Finally, after years of negativity, the NHL has a chance to build something it hasn’t had in almost 15 years — momentum.
When NHL commissioner Gary Bettman asked Mark Messier to come collect the Stanley Cup in 1994, the league and its leader were at its apex. The New York Rangers had just ended a 54-year Cup drought, and interest in the league was spiking.
Then came two lockouts (one damaging, another crippling), the glowing puck, the trap and the allowance of assault and battery to prevent scoring chances.
Fans lost interest, the league and ESPN parted ways and hockey was pushed to the margins of professional sports in this country.
Now the league has its first marquee matchup on its greatest stage in more than a decade. Rule changes have made the style of play exponentially better than, say, five years ago, and this is the NHL’s chance to put it on display.
If there is a dream scenario for Bettman to help recapture the casual fan, this is it. The Cup finals between the Pittsburgh Penguins and the Detroit Red Wings, which begin Saturday night in Detroit, has star power led by the league’s most recognizable player. It has two great TV markets and two teams with at least some level of tradition: This is the first time since 2001 that both teams in the finals have won a Cup before.
The series has the nostalgia of the Joe and the Winged Wheel and the Octopus in Detroit. The Red Wings have been the league’s best-run franchise for 15 years. They have an incredible amount of experience with a combined 23 Cup rings in the dressing room, plus five guys who have been part of the last three title-winning teams in Detroit.
Although the Red Wings have been a model of consistency since the early 1990s, their opponent has been anything but. The Penguins nearly have left town twice in that span, saved once by their former franchise player buying the team and once by the promise of a new arena after a drawn-out battle for financing.

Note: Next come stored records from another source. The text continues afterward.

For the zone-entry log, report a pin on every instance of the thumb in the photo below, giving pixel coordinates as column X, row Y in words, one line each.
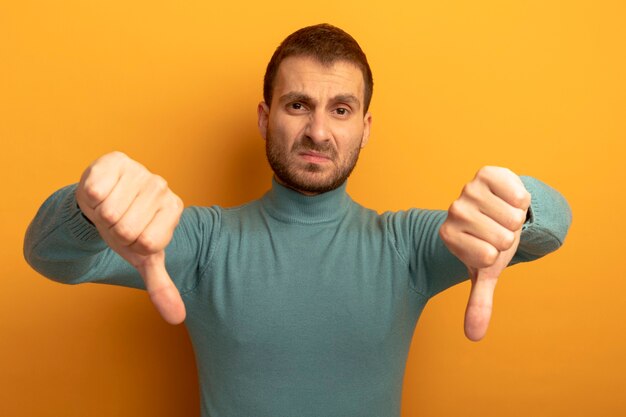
column 480, row 303
column 161, row 289
column 479, row 306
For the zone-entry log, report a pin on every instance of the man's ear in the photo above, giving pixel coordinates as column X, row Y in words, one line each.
column 367, row 126
column 263, row 113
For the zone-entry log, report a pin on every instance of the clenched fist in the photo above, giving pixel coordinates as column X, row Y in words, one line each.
column 483, row 229
column 135, row 213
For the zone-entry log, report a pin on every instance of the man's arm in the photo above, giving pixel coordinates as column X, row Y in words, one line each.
column 125, row 212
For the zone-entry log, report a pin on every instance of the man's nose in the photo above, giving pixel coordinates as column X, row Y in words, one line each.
column 318, row 128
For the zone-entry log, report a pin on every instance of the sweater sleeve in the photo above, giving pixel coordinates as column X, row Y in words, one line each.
column 434, row 268
column 61, row 244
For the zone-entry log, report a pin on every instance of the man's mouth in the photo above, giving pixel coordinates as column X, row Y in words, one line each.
column 315, row 157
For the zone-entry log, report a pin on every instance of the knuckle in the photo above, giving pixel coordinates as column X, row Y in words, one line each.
column 148, row 243
column 116, row 155
column 516, row 221
column 456, row 209
column 93, row 192
column 159, row 183
column 124, row 232
column 445, row 232
column 520, row 198
column 505, row 240
column 108, row 214
column 488, row 256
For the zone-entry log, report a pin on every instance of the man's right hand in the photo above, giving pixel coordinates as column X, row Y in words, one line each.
column 136, row 213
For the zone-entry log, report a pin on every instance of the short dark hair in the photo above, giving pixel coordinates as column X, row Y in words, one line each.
column 326, row 44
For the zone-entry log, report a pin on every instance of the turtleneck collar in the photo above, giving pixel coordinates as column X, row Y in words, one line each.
column 290, row 206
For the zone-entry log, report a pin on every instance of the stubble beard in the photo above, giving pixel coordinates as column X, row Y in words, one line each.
column 310, row 178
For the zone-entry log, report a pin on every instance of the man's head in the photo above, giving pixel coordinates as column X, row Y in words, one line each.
column 314, row 118
column 326, row 44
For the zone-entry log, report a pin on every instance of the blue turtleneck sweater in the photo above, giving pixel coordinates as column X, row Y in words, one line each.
column 296, row 306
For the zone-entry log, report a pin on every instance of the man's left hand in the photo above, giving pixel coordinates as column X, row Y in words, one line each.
column 483, row 229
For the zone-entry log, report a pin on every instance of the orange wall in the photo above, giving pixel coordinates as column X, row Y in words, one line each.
column 538, row 86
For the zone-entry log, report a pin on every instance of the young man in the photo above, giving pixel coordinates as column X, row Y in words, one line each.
column 302, row 303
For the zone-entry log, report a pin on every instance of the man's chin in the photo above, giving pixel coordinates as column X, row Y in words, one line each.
column 310, row 182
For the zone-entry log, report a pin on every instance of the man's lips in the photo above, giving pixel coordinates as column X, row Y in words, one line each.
column 315, row 157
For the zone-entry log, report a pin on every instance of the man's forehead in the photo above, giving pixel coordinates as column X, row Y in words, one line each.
column 301, row 73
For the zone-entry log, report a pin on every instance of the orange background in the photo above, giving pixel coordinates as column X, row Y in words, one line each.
column 537, row 86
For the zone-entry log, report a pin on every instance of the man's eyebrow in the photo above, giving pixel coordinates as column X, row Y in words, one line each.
column 349, row 99
column 294, row 96
column 341, row 98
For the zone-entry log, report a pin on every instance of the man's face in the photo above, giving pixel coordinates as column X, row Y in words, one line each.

The Penguins represent the future of the league with their roster full of youth and elite talent. They have proved it does not take long to prosper in the “new NHL,” going from accumulating the league’s least points to the finals in two years and helping to foster hope in cities like the District and Los Angeles, which have franchises with similarly talented young cores.
It is a series that will be billed as youth vs. experience and offense vs. defense, but these two teams are more similar than it might seem. The Red Wings are one of the best defensive teams, as a league-low 184 goals allowed during the regular season attests.
But Detroit’s offense doesn’t receive enough credit. The Red Wings can score with anybody, led by world-class talents Pavel Datsyuk and Henrik Zetterberg and a strong supporting cast. Part of Detroit’s defensive success comes from the Red Wings’ ability to control the puck and spend so much time on offense.
The Penguins’ high-flying kids garner most of the attention, but Pittsburgh’s prowess in its own end is the reason it has breezed through the first three rounds. Despite all the firepower, coach Michel Therrien has his team playing a defense-first system. Goalie Marc-Andre Fleury has matured into one of the league’s best, and defenseman Sergei Gonchar (yes, the same turnover-prone Gonchar from his days in Washington) has improved dramatically, becoming one of the top two-way performers at his position.
All the ingredients are in place for a classic. Will the Red Wings win a fourth Cup in 12 years to put an exclamation point on the best post-Gretzky in Edmonton run, or will the Penguins start a new dynasty?
Regardless, this is the NHL’s best chance to begin regaining its footing on the nation’s sports landscape. After years of hearing about what hockey is not or what is wrong with the league, this is a chance to showcase what is right.